FXCM was an FX broker that largely focused on retail trades on behalf of customers and allegedly pursued clients by representing that it would hold customers harmless for loss beyond investment. FXCM’s competitors made no such guarantees, and under Dodd-Frank, the CFTC prohibits FX traders from representing that they will limit clients’ losses. 17 C.F.R. § 5.16 (“Regulation 5.16”). The 2015 “flash crash” left FXCM with exposure to its customers of more than $225 million under its loss-limit guarantee.
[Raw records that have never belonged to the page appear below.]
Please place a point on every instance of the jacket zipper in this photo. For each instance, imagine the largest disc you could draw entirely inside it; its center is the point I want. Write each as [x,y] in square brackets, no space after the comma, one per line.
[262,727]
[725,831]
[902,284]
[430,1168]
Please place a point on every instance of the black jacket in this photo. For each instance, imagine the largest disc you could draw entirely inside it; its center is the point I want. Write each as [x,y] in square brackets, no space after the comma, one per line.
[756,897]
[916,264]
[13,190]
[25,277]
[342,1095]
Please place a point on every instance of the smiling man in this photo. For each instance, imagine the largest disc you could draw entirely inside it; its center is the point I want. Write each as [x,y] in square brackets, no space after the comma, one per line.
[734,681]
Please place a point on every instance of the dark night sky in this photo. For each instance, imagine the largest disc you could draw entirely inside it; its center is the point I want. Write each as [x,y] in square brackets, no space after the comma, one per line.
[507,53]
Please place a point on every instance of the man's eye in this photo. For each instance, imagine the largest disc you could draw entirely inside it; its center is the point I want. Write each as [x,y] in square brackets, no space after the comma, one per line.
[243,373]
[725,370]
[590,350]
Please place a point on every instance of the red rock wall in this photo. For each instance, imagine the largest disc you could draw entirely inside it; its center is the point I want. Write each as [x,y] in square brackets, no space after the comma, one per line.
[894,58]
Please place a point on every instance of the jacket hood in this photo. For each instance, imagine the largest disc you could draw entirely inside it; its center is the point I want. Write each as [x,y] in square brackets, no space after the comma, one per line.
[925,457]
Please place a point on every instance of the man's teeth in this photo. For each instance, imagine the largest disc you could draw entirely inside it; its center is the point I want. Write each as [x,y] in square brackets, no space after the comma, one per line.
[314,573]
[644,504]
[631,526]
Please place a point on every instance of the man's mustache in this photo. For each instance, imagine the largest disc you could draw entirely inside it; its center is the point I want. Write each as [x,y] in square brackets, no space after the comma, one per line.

Unable to meet its obligations with existing cash reserves, FXCM rapidly secured a $300 million loan, which called for an interest rate of 10% per annum that would increase by 1.5% each quarter the loan remained outstanding until the interest rate cap of 20.5% was reached.
Plaintiff asserted breach of duty claims as to both the loss-limit guarantee (for which FXCM was subsequently fined by the CFTC) and the loan, as well as with respect to a stockholder rights plan and an employee bonus plan, which plaintiff claimed the board approved to entrench themselves and to enrich the employee-directors, respectively. Plaintiff claimed demand futility as to all of the alleged breaches. The Court agreed regarding the Regulation 5.16 violations, finding that the directors faced a substantial risk of liability if (as plaintiff alleged) they willfully permitted FXCM to violate the law, since Delaware law provides that corporations may only pursue lawful business by lawful acts. Vice Chancellor Glasscock also found demand futility regarding the loan because the loan was not approved by a majority of disinterested directors and the transaction was subject to an entire fairness review. The Court dismissed the remaining claims, finding plaintiffs’ allegations were too conclusory to plead either entrenchment (as to the stockholder rights plan) or a lack of independence (as to the employee bonus plan).